The film starts with a small audio-clip from an interview with Traudl, Hitler’s personal secretary during the war and main character from the film, from 2002, the year she passed away. The film also ends with a small part of the interview, video this time, in which she realises that while she didn’t know about the genocide, she could’ve known, had she wanted to, and the guilt she felt for being so naive.

In between, the film is a tale of the almost surreal moments in Berlin, right before the Russians marched in and cleaned house. Hitler, surrounded by his generals and Feldmarschalls, convinced that the fall of Berlin is not a given, while most of his generals have accepted what he has not; that the war is over and that capitulation is the only option for the German people’s survival. Hitler, wracked by feelings of betrayal at such heresy, refuses to believe it. What struck me was how many of the generals said; “We capitulated in 1918. We will never do that again,” indicating clearly how the Treaty of Versailles – known among many Germans as the Versailles Diktat, which shows just how they experienced it – was considered a humiliation of the highest order.

From the Hitler Jugend getting rewarded the Iron Cross for successfully operating the anti-tank cannons, to the drunken debauchery of the mid-level officers who had already given up on the war, to the massive loyalty to an insane leader, to the scene in which everyone seems to be discussing the best ways to commit suicide, this film is full of surreal moments, in which you can’t quite believe, though fully realise, that this is the way it must’ve been near the end of the war.
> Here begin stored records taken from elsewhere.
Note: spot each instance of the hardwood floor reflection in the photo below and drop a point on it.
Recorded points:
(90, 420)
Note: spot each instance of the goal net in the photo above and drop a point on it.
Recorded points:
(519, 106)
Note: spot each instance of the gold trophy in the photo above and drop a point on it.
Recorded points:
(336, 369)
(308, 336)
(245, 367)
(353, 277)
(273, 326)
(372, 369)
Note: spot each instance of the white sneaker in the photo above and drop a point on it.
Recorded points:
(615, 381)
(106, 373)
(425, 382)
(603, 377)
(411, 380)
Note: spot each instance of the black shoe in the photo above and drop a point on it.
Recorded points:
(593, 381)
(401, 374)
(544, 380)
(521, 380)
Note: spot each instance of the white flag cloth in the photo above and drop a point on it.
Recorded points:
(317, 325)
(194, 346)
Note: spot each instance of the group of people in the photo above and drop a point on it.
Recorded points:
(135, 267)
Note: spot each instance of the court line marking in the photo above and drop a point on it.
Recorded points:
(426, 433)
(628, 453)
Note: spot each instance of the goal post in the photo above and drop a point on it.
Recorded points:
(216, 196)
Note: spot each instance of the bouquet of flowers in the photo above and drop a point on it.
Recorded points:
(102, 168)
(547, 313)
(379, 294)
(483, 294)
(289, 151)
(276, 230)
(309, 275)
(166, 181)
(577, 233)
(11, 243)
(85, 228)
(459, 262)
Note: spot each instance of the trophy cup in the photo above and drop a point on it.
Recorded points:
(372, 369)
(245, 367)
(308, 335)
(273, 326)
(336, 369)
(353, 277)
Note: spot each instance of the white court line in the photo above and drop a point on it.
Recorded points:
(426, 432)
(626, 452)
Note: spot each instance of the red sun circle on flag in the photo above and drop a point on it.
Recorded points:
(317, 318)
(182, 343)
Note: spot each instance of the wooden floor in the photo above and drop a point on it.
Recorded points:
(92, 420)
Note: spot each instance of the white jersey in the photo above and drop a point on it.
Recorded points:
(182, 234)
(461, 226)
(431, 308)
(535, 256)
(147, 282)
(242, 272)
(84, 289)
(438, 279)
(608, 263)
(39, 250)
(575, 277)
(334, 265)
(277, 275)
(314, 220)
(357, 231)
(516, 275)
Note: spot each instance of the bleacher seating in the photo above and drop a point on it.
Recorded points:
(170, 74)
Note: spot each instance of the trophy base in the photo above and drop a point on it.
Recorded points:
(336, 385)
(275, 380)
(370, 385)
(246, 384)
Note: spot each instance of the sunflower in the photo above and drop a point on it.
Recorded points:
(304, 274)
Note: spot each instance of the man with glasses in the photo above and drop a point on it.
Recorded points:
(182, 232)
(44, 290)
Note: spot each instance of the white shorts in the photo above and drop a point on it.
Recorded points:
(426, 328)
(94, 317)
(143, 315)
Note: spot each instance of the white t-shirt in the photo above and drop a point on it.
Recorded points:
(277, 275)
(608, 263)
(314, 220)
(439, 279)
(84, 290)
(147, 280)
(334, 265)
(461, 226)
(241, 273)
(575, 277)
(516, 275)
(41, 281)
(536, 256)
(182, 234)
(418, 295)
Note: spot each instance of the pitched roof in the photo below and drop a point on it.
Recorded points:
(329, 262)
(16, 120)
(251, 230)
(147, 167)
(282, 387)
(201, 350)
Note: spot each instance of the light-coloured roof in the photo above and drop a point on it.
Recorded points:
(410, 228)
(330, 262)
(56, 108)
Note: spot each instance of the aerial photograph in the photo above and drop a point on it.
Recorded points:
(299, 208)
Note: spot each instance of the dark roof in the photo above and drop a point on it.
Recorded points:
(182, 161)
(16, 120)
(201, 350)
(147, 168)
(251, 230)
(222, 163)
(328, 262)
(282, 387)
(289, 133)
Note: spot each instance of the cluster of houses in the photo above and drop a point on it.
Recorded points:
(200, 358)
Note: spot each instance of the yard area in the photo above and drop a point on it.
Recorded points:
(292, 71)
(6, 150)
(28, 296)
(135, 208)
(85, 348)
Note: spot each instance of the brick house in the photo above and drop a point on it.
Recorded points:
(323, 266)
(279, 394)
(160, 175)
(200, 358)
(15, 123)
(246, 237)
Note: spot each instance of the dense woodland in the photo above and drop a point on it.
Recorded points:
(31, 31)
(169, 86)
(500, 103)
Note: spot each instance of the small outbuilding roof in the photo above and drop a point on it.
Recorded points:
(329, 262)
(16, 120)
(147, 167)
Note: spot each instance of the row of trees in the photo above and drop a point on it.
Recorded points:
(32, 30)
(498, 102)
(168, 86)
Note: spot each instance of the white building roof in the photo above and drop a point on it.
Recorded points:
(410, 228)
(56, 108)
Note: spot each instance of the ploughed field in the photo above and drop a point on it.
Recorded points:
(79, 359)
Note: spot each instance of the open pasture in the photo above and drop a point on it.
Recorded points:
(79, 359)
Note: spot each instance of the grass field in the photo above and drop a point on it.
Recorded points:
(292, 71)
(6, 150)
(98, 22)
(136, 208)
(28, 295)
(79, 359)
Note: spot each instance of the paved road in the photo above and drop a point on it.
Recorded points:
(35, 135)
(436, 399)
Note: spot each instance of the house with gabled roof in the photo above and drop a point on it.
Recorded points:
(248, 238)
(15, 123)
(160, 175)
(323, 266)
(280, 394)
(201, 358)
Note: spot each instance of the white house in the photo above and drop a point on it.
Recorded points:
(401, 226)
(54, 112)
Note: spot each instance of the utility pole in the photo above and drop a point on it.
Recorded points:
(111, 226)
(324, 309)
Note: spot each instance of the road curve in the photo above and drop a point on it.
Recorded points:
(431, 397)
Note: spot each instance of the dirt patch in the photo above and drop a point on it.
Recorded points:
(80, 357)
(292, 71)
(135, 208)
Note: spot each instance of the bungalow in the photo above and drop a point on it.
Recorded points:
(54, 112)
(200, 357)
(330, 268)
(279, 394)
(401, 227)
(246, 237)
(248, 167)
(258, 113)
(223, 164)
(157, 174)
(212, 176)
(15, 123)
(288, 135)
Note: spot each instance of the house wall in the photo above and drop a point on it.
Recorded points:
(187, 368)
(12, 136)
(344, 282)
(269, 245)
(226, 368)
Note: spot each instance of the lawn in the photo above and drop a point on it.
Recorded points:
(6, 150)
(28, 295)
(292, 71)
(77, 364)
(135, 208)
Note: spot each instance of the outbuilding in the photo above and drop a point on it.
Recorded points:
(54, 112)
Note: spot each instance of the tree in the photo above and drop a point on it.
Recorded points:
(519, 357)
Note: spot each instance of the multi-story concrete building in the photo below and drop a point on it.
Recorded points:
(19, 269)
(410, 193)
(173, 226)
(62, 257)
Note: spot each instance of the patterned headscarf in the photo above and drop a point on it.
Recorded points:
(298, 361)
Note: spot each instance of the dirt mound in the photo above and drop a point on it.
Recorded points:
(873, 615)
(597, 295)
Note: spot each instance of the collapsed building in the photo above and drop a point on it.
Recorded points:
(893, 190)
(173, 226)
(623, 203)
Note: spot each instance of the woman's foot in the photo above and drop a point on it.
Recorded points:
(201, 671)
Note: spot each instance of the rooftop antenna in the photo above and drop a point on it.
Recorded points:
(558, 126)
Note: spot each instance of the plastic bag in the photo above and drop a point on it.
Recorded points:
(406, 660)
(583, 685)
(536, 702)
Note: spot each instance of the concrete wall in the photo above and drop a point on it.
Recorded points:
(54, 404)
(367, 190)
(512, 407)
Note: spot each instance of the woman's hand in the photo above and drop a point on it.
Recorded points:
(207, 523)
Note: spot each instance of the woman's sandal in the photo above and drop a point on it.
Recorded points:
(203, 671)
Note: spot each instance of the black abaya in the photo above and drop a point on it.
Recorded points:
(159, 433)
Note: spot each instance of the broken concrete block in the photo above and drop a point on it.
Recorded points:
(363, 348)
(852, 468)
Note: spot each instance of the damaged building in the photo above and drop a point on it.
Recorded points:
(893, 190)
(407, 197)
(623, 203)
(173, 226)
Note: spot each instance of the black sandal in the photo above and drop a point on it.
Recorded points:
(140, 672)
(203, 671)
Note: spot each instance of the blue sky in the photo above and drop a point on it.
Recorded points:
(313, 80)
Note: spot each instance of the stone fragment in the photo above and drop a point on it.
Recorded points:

The film ends, as I said, with a small clip from the interview with Traudl, followed up with a summary of what happened with most of the men and women in the film after the capitulation. What struck me, most of all, and which made me incredibly emotional, was that the SS officer who went into Hitler’s room, to confirm that he and Eva Braun had commited suicide is still alive today, living in Hamburg. It’s the thought that in another few years the generation that had first hand accounts of a war that was so detrimental to the formation of our society today will no longer be there to tell us about it.

History gets written by the victor, or so the saying goes. But I think that in recent years, unless a people have been wiped out or surpressed in the aftermath of a war, they have had a chance to tell their tale. To make sure that historical accounts didn’t get muddled up. The German survivors of the second world war are probably one of the first generations of war-survivors to be able to do that, and it took them nearly 60 years to do it.